(Stock image)
Protests which started in Nanaimo will take place across the province on Thursday – including in Kamloops – calling on the provincial and federal government to address issues around crime.
The “Enough is Enough” demonstrations started over a year ago due to an “extreme concern” around public safety issues resulting from an increased amount of crime across the province.
Organizer Collen Middleton says they are calling for change.
“Enough is enough, we got to get the cage-rattling to escalate here so that, that people that are in positions of power and authority to change something so they can’t ignore it any longer,” he said on the NL Morning News.
The protests come over seven years into the opioid crisis, with Middleton who is also part of the Nanaimo area Public Safety Association, says is doing more harm than good.
“We don’t oppose the principle of that ministerial order. We understand it was put in with good intentions, but what we are concerned about now, seven years on, is that things have changed,” he said. “We’ve created a monster, a positive feedback loop of addiction and suffering.”

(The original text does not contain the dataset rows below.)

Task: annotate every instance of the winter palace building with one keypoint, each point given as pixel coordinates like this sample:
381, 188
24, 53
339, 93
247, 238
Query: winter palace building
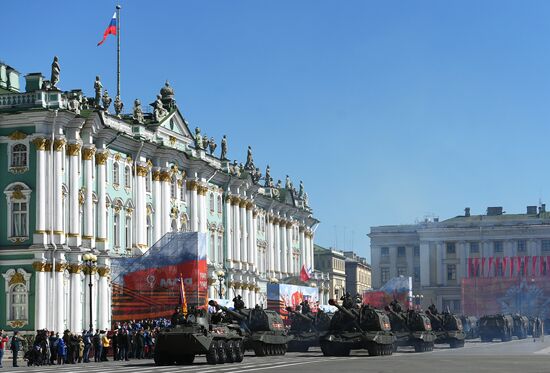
78, 176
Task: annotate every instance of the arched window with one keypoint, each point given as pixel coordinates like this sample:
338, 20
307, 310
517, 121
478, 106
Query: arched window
19, 155
212, 202
174, 188
116, 173
127, 177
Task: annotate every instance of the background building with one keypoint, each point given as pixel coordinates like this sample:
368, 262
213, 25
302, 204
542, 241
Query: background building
436, 254
332, 262
78, 178
358, 273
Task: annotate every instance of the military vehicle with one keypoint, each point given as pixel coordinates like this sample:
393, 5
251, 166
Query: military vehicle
521, 326
263, 330
447, 328
357, 327
470, 325
306, 328
496, 326
411, 328
199, 334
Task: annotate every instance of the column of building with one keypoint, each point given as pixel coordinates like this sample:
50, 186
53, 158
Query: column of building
102, 222
73, 229
88, 153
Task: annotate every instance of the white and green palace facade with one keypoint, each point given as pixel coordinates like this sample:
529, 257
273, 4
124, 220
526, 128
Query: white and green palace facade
78, 179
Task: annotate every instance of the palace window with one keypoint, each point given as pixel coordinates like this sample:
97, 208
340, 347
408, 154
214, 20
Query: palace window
19, 155
18, 201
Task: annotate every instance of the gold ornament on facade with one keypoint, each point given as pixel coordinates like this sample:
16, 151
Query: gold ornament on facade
73, 149
40, 143
58, 144
101, 158
17, 135
88, 153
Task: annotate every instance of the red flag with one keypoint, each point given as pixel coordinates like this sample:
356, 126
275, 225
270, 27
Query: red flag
304, 275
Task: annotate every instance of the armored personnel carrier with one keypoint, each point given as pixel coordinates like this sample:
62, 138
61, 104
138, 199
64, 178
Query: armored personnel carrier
411, 328
521, 326
263, 330
470, 325
357, 327
447, 327
496, 326
306, 328
199, 334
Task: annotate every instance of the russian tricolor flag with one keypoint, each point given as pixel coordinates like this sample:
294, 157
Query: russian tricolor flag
111, 29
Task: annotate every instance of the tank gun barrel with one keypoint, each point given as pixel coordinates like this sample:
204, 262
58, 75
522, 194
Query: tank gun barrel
233, 314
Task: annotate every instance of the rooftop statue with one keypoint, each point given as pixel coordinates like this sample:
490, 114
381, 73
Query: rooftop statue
55, 72
198, 138
212, 145
106, 100
223, 156
159, 112
119, 105
97, 88
138, 113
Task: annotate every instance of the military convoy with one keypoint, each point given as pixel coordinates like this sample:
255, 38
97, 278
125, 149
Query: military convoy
198, 334
306, 328
496, 327
447, 327
263, 330
411, 328
357, 327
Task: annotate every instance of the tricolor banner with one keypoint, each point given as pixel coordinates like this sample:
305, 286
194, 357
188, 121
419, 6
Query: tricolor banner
111, 29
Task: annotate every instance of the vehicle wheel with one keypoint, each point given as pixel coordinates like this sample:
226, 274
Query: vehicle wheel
222, 355
212, 354
239, 350
230, 352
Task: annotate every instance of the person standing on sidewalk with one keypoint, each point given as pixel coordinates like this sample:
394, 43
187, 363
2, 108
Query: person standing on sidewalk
3, 341
15, 346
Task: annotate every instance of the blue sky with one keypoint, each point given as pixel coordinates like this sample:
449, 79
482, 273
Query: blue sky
387, 110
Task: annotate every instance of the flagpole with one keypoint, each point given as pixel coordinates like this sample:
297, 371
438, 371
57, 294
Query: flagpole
118, 50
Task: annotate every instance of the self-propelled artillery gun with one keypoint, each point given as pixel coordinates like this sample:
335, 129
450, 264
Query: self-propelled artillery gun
306, 327
357, 327
411, 328
263, 330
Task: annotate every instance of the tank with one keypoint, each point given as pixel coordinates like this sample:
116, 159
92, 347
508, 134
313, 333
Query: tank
447, 327
521, 326
470, 325
306, 328
199, 334
263, 330
411, 328
357, 327
496, 327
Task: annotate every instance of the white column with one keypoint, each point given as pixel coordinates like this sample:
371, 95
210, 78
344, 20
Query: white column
88, 155
41, 304
228, 233
157, 201
101, 236
166, 210
59, 146
73, 152
141, 212
76, 302
40, 234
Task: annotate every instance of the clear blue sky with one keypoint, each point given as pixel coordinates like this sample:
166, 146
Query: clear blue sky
387, 110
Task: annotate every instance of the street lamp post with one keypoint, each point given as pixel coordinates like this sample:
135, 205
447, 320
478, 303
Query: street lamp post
89, 261
221, 278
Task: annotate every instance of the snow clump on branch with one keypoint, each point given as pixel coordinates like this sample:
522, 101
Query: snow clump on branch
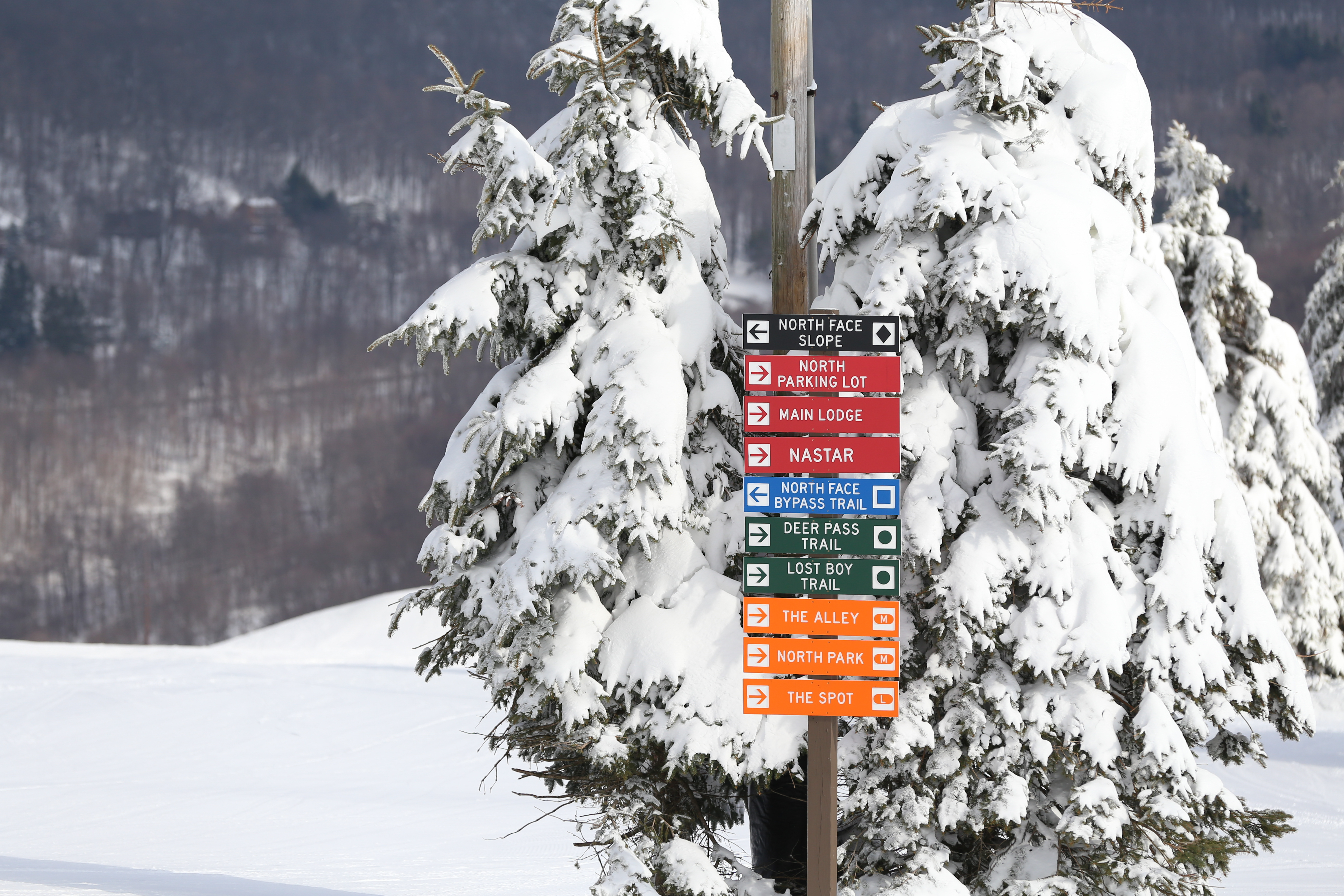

Middleton suggests a trio of issues contributing to the rise in crime across B.C., including a lack of mental health and addiction support, affordable housing, and issues with the judicial system and law enforcement.
“There is virtually no publicly available mental health and addiction support for people trying to get off drugs if they don’t have the money or the resources and there’s not enough treatment like detox beds,” Middleton said. “Secondly, housing affordability, so many people are marginalized, working precarious jobs, don’t have financial security and we live in a province where, where the housing situation is out of control.”
“And lastly, the judicial system and law enforcement, we’ve got not nearly enough police officers to keep up with the demand and call for service and the judicial system that is that it’s favoring prolific offenders being let out while they’re awaiting trial, and that is still very much, a danger to the public.”
He says those overlapping social crises are combining to create a public safety emergency, suggesting there needs to be cross party solutions to address the public safety risk.
“Harm reduction and safe supply have a place, but they are supposed to be intervention to an otherwise catastrophic outcome, not the solution and I think that is the point, there isn’t one silver bullet solution to this,” Middleton said, noting the hope is to get that message into the email inboxes of provincial and federal elected officials to say “enough is enough.”
“We’re not impressed by this foot-dragging lack of action, passing the buck. We know that it’s a multifaceted solution. There are complex solutions to complex problems,” he said.
“Let’s stop pretending like one individual or political party has the magic solution here; we need our politicians and public servants to move and act in the best interest of the public.”
The “Enough Is Enough” rally in Kamloops will take place outside City Hall at noon on Thursday, April 27.